Explaining How There Came to Be Beer Stats

Part 3 – the final installment of reading response 7

After reading chapters one through four of Multimodality: a social semiotic approach to contemporary communication, I have some additional insights to my most recent analytical reflection post on my running mode and community. The most significant is how much the social is stressed in Kress’ book on multimodality. Using previous works we’ve read, the social influence is usually acknowledged in some fashion, but not at the forefront as with Kress.

My running community formed from people who like to communicate and represent themselves with beer, running, and fun. My running community grew in a small college town, primarily of various scientists, academics, and parents. We have nearly pro-level runners sometimes and we have lots of neurotically and  competitively driven  personalities. The group started as an escape, a pick-me-up on hump day, a combination of two loves, running and beer. It is still these things but the competitive, analytical,  lovers of information that actually represented, or produced the group (and distributed…aaaalll the things), informed the communication and representation of the group.

We started keeping stats. Running stats (pretty normal, really). And beer stats. We put the serious on the silly and in turn the silly made our seriousness seem less serious.

The Second is First: reading response seven in Parts

The prompt wanted me to look at one of my multimodals with Kress and Van Leeuwen, then with Kress’ multimodal and semiotics book. So I decided to do so without reading the second, first; I wanted to keep my application from influence to see…just to see.

Part 2

Discourse, design, production, distribution

As mentioned in class, seems a natural connection to Invention, Style, Arrangement, and delivery.

The following applies these concepts to my multimodal post about my GPS watch and running community.

Leeuwen and Kress’ definition of discourse really threw me; how could discourse not be about the conversation? I really struggled to understand it and apply it. But now, perhaps because I did that work to understand it, it seems to apply quite perfectly to the running tools and community I participate in. The topic, the data, the knowledge is there without us talking about it. Running to some extent is natural, intuitive. And humans are social creatures and learn socially so it only makes sense that we would run together sometimes. And the information, how far, how fast, how long (and how much beer) exists before we utter anything. It exists whether we record it or not. But we do and that is the discourse practice.

The design behind our data follows the tradition of the hard sciences and has alphabetic and images to communicate the info (charts, graphs). Arguably design is another discourse for us as we all have different ways of running, different brands or models of GPS watches. In all cases design is communicating something: scientific but fun (or perhaps poking fun at our scientifically driven lives), amount of money invested for a training watch, triathlete or not (based on watch model), and levels of competitiveness. The design of our running group also becomes material, production and distributed, when we order our shirts that always say, “Run and Be Hoppy” on them somewhere. More through collaboration, production, have we come to be the data driven entities that we are.
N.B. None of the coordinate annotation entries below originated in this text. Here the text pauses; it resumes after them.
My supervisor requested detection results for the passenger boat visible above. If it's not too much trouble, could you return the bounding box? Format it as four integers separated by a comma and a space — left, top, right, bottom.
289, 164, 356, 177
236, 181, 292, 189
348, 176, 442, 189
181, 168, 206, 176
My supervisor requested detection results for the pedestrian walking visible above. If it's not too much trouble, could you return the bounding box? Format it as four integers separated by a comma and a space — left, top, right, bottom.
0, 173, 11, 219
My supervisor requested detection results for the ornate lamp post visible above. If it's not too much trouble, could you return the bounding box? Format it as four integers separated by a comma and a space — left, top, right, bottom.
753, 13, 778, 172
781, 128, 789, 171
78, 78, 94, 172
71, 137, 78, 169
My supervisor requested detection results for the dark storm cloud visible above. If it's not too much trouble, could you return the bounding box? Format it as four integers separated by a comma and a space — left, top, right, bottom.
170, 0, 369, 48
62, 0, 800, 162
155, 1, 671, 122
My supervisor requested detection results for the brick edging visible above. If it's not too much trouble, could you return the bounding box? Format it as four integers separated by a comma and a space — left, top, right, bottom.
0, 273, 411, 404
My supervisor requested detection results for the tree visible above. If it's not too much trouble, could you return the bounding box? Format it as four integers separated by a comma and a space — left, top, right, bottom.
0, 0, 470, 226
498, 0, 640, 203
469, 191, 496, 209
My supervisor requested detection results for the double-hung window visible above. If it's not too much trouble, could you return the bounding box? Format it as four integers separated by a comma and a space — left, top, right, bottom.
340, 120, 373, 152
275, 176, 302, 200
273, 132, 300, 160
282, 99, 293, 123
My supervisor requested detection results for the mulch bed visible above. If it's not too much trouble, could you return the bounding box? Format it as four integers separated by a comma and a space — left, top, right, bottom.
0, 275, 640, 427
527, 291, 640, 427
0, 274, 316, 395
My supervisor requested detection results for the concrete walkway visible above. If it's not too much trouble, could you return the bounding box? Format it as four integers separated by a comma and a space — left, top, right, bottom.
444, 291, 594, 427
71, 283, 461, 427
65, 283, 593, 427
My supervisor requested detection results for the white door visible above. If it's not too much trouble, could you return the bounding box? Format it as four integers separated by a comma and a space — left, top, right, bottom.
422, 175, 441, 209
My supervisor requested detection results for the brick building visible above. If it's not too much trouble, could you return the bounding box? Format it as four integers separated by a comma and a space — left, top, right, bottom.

Production of our data is a physical labor, transferring and transforming the information from our bodies to the satellites and chronometers and back. We transfer the information from our watch to the paper. Later it is transferred once more when our fearless but never beerless leader and computer scientist puts it into the website, coding and algorithms to analyze and interpret our data.  Production is always multimodal: utilizing and shifting design, the mode of conversation, applied discourse, sourced ultimately from discourse as Kress and Leeuwen have defined it.

Distribution is also what connects us. Who is closest to getting into the keg club? Who ran the most? Who is training for a race? The distribution gives a new way of seeing what we could communicated, or distributed differently. We are able to connect and stay connected with a much larger group of people because of distributing our stats on the internet.